Капитан Кубини оказался прекрасной Сибиллой. Редко мне доводилось слышать голос, исполненный такой чистой, проникновенной, нежной женственности. Слушатели восхищенно переглянулись: хотя взгляд у этого молодцеватого офицера оставался строгим и мужественным, а выправка безупречной, он все-таки был настоящей Сибиллой. Когда он подошел к завершающим словам прощального письма Сибиллы: «Любовь у нас была: цветок печальный, она увяла, не дождавшись дня, пожмите ж мысленно мне руку на прощанье и постарайтесь позабыть меня…» — многие заморгали, пряча глаза от соседей. Последние звуки взлетели и растаяли в потрясенной тишине; потом грянули аплодисменты. Кубини щелкнул каблуками и, сдержанно поклонившись, вернулся к нам.
Нас тоже поселили в пятом бараке. Мне досталось место в нижнем ряду трехэтажных нар, поблизости от двери. Одним из моих соседей был футболист Енё Бади, вратарь, неплохой художник; в первый же день он набросал мелом мой профиль на стене барака, рядом с портретами прежних жильцов. Спустя три недели Бади рисовал нам декорации к «Дочери колдуна» — рисовал на распоротых немецких солдатских трусах, которые командование лагеря отпустило со склада на нужды театра. О втором соседе, скрипаче Корнеле Абаи, я в первые же минуты знакомства узнал, что попал он сюда, в лагерь, из той же гимназии, где я половину зимы ходил в пляжных шлепанцах на деревянной подошве. С хрупким обликом Абаи связана была странная легенда. Один ленинградец, капитан медицинской службы, страстный поклонник музыки, якобы вызвал однажды Абаи к себе. Тот явился.
— Где ваша скрипка? — спросил его через переводчика капитан.
— Дома.
— Вот и ступайте домой, — ласково погладил капитан белокурую голову Абаи и велел выпустить его за ворота. А на другой день рано утром Абаи появился у тех же ворот с черным футляром под мышкой. Часовые еле согласились его впустить.
Своя легенда была тут почти у каждого. Истории о том, как тот или иной обитатель барака оказался в плену, относились к важнейшим событиям жизни, таким, как рождение, свадьба, смерть. Геза Горда свою историю рассказал мне в первую ночь, проведенную в лагере.

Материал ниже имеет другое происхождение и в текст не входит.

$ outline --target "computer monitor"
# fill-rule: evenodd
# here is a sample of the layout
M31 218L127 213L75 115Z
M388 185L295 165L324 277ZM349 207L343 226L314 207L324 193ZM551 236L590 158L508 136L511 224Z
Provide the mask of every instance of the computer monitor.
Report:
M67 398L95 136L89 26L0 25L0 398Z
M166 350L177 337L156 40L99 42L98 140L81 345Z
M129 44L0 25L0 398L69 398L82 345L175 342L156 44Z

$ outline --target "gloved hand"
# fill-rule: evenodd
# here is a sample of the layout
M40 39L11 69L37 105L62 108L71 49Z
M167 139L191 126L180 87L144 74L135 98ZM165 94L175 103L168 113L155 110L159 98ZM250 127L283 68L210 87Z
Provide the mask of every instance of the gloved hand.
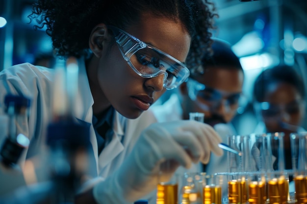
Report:
M95 185L95 200L102 204L132 203L156 188L159 169L165 162L170 165L166 174L169 178L179 165L189 168L192 162L207 163L211 151L222 155L221 141L214 129L202 122L153 124L143 131L121 167Z

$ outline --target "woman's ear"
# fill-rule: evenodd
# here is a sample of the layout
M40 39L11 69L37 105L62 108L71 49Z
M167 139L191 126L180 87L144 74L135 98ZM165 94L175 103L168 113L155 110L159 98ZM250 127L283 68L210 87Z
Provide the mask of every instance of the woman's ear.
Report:
M89 39L90 48L97 57L102 55L103 48L107 45L108 32L105 24L101 23L93 28Z

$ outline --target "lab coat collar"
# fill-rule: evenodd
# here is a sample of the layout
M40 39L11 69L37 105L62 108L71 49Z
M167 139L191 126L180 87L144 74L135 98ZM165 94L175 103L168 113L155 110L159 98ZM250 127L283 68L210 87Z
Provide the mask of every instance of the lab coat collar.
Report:
M118 112L115 110L114 112L112 127L114 134L113 135L112 140L99 155L100 169L103 168L112 162L114 158L125 149L122 141L124 136L126 120Z
M75 116L79 119L92 123L92 115L89 112L92 112L92 107L94 104L94 99L88 82L85 62L84 58L78 59L79 67L79 77L78 83L78 93L75 101ZM82 111L83 110L85 111Z

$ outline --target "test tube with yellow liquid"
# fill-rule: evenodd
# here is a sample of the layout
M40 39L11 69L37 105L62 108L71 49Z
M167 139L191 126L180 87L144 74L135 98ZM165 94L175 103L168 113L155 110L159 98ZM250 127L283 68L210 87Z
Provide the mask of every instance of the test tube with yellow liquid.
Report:
M160 182L157 187L157 204L178 204L178 184Z
M295 198L298 204L307 204L307 176L298 175L293 178L295 186Z
M203 188L203 204L222 204L222 176L206 175Z
M274 176L275 175L275 176ZM286 204L289 198L289 178L286 173L269 174L268 198L270 204Z
M181 192L181 204L201 204L204 172L186 172Z
M178 175L174 174L171 160L160 166L157 186L156 204L178 204Z
M249 204L265 204L267 194L264 175L260 173L250 173L248 180Z
M246 177L243 175L233 175L228 181L228 200L230 204L246 204L248 191Z

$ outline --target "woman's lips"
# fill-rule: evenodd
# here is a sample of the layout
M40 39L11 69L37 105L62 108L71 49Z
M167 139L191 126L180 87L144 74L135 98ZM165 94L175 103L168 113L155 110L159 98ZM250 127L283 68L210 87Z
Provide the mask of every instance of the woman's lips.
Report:
M145 102L137 97L132 97L132 100L136 107L142 111L148 110L151 104L151 103Z

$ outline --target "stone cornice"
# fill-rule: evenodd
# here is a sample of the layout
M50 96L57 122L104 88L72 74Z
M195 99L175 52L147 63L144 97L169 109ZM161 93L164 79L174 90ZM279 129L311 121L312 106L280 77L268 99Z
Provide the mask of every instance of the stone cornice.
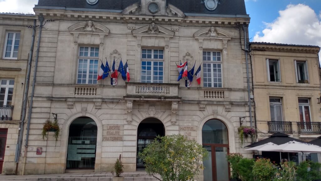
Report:
M165 16L152 16L135 14L123 14L121 12L82 11L56 9L34 8L36 15L42 15L45 18L71 19L73 20L92 20L126 23L164 23L172 24L196 24L200 25L233 26L248 24L250 18L239 17L187 16L184 17Z
M298 45L279 45L266 44L251 45L251 50L269 51L271 52L285 52L298 53L317 53L320 50L318 47L307 47Z

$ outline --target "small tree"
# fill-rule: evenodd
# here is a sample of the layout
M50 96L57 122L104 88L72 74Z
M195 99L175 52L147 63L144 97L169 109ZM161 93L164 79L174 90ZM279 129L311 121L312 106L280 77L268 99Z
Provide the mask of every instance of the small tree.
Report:
M158 137L138 154L146 172L160 181L194 180L207 155L202 145L180 134Z

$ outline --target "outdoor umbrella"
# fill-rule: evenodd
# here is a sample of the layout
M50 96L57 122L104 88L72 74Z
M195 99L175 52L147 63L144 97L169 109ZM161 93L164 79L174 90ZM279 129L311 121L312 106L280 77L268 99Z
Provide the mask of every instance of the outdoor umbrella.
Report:
M306 143L305 141L291 138L290 137L290 135L286 134L281 133L277 133L269 136L269 138L267 138L262 139L259 141L247 145L245 147L254 147L270 142L271 142L278 145L291 141L295 141L300 143Z
M321 147L321 136L319 136L317 138L317 139L311 141L309 143Z
M273 149L273 148L275 148L275 147L277 146L277 145L276 145L270 142L268 143L265 143L265 144L264 144L261 145L259 145L255 147L252 147L249 148L245 150L257 150L257 151L266 151L267 150L270 150L271 149Z
M295 141L275 147L269 151L302 153L321 153L321 148L318 146L300 143Z

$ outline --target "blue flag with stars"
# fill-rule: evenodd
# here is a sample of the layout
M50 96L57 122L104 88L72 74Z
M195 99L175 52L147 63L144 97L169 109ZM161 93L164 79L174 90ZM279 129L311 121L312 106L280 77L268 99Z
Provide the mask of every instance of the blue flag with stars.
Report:
M125 69L124 68L124 65L123 64L123 62L120 60L120 62L119 63L119 66L118 67L118 72L120 72L121 74L121 77L123 80L126 81L127 79L126 76L126 72L125 71Z
M102 79L104 79L108 76L109 75L109 72L110 71L110 70L109 69L109 66L108 65L108 61L106 60L106 65L105 66L105 69L104 70L104 74L102 74Z

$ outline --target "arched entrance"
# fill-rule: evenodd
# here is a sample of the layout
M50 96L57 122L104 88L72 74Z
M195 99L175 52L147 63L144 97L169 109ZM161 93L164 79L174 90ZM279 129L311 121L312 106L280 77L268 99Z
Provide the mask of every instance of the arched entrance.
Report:
M95 168L97 125L91 118L75 119L69 128L67 169Z
M137 154L152 142L157 136L165 135L165 128L160 121L153 118L143 120L138 125L137 130ZM137 168L144 167L143 161L138 157L136 167Z
M230 168L225 157L229 153L226 126L218 119L207 121L202 129L203 147L208 152L204 160L204 181L228 181Z

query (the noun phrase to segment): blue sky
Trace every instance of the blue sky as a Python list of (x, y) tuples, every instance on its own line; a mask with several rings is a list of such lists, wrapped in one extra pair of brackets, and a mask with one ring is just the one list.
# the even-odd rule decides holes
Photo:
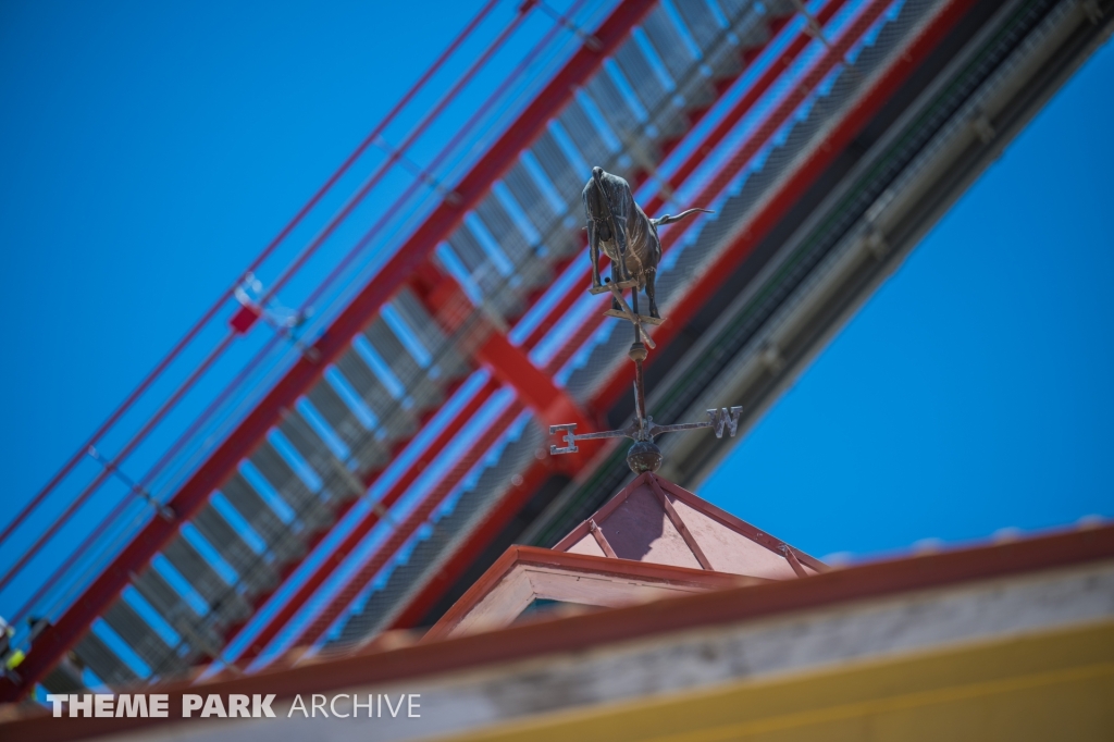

Я проснулся ночью от удушающей вони и, мечтая глотнуть свежего воздуха, выбрался со своего места и через узкую дверь тихонько вышел наружу. Над лагерем раскинулся чистый, усыпанный звездами небосвод. Я накинул на плечи пальто, служившее мне одеялом, и решил: до рассвета останусь здесь. Разминая затекшие ноги, я попробовал ходить взад-вперед. Но из этого ничего не вышло: слишком я был измучен. В стороне, в нескольких метрах, белела продолговатая каменная глыба. Я сел на нее и, как мог, запахнул протершиеся, без пуговиц полы пальто. Сидеть тоже было трудно, и я лег навзничь; звездное небо открылось мне во всей своей необъятности. Я лежал неподвижно, чувствуя тяжесть в каждой частице тела, вплоть до мизинца на ноге.
— Любуешься звездами?
Рядом стоял Геза Торда. Зрачки его глаз под очками казались невероятно большими.
— Просто лежу, — ответил я, сохраняя горизонтальное положение.

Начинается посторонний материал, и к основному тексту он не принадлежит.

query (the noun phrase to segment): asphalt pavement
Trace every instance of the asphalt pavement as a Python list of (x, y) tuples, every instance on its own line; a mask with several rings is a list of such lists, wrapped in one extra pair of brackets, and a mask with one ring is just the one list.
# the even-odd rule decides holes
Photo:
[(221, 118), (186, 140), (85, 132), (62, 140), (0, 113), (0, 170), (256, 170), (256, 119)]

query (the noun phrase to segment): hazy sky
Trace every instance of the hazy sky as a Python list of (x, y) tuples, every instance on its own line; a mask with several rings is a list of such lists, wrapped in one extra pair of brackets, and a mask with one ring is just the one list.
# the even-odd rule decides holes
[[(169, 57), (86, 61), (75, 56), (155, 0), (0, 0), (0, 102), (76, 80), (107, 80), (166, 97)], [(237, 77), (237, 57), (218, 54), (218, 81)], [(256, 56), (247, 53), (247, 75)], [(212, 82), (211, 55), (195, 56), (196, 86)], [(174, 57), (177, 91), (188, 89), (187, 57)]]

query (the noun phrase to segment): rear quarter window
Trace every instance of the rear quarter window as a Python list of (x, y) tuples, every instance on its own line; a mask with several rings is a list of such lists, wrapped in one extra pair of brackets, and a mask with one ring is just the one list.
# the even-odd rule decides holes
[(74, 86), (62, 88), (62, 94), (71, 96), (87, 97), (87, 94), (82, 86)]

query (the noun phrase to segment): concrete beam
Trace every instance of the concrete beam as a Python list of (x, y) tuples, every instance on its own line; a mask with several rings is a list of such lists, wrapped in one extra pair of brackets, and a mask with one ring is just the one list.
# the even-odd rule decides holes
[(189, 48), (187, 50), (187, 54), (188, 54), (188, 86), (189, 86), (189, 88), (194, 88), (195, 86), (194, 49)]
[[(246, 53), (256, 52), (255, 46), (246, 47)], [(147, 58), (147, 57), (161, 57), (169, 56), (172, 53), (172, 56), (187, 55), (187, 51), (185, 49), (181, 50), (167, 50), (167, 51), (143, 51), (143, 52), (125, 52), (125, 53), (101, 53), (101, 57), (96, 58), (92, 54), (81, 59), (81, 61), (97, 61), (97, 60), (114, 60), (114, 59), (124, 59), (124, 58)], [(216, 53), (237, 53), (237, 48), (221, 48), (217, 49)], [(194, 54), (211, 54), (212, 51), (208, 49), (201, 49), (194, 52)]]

— Холодные, далекие звезды… Стоит ли из-за них бередить себе сердце?
— Я вышел свежим воздухом подышать.
— Врешь. Ты предавался мечтам, когда я сюда подошел.

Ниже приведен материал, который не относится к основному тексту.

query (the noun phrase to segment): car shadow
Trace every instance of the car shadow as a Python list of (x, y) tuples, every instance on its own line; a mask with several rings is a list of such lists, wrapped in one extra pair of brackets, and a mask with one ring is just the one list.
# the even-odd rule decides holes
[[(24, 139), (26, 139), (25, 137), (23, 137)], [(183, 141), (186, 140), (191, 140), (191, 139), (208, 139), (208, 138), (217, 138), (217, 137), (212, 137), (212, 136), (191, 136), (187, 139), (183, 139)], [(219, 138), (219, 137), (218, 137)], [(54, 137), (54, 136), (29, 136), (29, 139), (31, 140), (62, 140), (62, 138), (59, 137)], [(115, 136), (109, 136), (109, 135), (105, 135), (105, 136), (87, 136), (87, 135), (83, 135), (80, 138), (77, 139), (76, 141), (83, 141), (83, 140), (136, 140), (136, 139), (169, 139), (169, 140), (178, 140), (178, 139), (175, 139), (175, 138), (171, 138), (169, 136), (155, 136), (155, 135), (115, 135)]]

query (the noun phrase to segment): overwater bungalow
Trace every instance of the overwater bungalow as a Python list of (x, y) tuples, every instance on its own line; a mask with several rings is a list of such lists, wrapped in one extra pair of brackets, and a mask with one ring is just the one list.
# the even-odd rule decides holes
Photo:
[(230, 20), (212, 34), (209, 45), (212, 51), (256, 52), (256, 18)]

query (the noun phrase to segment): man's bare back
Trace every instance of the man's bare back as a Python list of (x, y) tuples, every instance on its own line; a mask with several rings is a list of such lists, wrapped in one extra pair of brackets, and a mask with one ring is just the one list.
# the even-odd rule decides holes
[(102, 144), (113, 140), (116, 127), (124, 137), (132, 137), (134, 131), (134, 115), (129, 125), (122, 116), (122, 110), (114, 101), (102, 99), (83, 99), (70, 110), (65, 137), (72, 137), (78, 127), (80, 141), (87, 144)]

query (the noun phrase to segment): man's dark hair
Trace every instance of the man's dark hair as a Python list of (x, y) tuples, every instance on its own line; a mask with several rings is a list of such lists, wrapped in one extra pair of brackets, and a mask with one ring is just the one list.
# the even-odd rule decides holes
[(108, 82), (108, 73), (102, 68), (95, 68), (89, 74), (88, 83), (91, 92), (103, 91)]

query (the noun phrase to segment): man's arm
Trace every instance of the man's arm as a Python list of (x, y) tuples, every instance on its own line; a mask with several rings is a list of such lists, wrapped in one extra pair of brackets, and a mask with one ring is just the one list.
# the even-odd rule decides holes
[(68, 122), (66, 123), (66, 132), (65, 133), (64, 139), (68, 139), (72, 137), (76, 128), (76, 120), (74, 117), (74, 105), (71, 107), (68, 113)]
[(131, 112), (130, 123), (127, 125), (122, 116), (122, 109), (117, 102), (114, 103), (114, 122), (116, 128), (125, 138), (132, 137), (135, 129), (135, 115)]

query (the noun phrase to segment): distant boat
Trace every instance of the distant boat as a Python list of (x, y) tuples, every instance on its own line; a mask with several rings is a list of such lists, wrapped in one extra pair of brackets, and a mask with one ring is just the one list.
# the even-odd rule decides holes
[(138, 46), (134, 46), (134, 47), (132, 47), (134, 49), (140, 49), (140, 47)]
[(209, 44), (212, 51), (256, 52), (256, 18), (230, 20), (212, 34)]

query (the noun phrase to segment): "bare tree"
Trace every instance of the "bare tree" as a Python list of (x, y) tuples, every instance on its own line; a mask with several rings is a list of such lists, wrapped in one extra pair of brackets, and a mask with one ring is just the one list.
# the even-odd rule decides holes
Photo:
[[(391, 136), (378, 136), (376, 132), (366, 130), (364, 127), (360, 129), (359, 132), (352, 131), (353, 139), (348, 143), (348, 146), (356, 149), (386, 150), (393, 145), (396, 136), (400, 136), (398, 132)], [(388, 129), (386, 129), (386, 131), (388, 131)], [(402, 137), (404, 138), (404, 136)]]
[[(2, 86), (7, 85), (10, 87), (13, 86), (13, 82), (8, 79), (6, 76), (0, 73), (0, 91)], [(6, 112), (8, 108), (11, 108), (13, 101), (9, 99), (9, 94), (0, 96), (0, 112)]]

Я ничего не ответил. Он поймал меня на лжи. Мне было стыдно.
— Мечтал? — ткнул он меня в плечо.
— Да.
— Как ее имя?
— Вера.
— Жена?
— Нет, но у нас будет ребенок.
— Когда?
— Летом.
— Дети, зачатые в любви, часто бывают красивы.
— Мы назовем его — Андраш.
— Ясно… Словом — большая любовь.
— Да, большая.
— Любовь наперекор эпохе.
— Именно.
— Вечная тема.
— Ты всегда классифицируешь жизнь по темам?
— Нет. Только сейчас, простоты ради. В плену не хватает времени, чтобы по-настоящему углубиться в психологию. Ведь в любой момент тебе могут сказать, что пора возвращаться, и мы ничего не узнаем тогда друг о друге.
Он коротко рассмеялся. Потом горькие морщины на лице у него стали жесткими.
— Я люблю Веру, — вырвалось у меня.
— Хорошо, что предупредил, — отозвался он, и очки его сверкнули тихой иронией.
— Я никогда в таких вещах не признаюсь, — оправдывался я.